While dinosaurs have long captured the imagination of people everywhere – so much about their origins remains a mystery. Long has it been argued whether they were warm-blooded or cold-blooded. While plenty of evidence has appeared to support the former, perhaps the question is the wrong one to ask. We now know that these types are not neat divisions – with some animals such as modern crocodiles being able to routinely switch between being warm and cold-blooded, while enjoying the advantages of both.
Last year, the University of New Mexico biologist John Grady and his colleagues published their new in-depth analysis of dinosaur physiology by studying the growth rates from fossil records.
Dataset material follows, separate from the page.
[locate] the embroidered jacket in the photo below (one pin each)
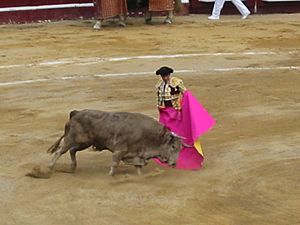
(170, 94)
The study concluded that dinosaurs may have been a type of animal known as a mesotherm – which means that they were capable of regulating their bodies at a higher temperature than their habitat, but that there was no set point to it, meaning that there was no calorie limit set for them to maintain a set temperature.
Not everyone bought it. In the new issue of Science, both Stony Brook University paleontologist Mike D’Emic and Nathan Myhrvold refuted the idea in two separate stories.
Myhrvold’s maintains that when working, Grady and colleagues “deviated from accepted statistical practice” as they estimated the growth rate, therefore formulating an “illusion” of mesothermic dinosaurs. Myhrvold concludes “growth rate does not predict metabolism.”
D’Emic found another critical flaw in the study – while dinosaur lifespans were determined by rating yearly growth spans of bone, it is likely that they grew at different rates during different seasons, while the study also fails to account for time differences in days and years in the Mesozoic Era.
What D’Emic found when he doubled the rates, to account for longer periods of growth, was rates indicative of endothermic metabolisms – similar to placental mammals. However, this does not necessarily indicate that all of them were hot-blooded, just that this would be a more accurate calculation based on Grady’s accumulation of data. The findings of the Dinosaur Renaissance still remain as invaluable to paleontology as ever – whether dinosaurs were agile and intelligent is no longer in dispute, but the debate over what physiology allowed them to thrive continues to be a strongly debated mystery.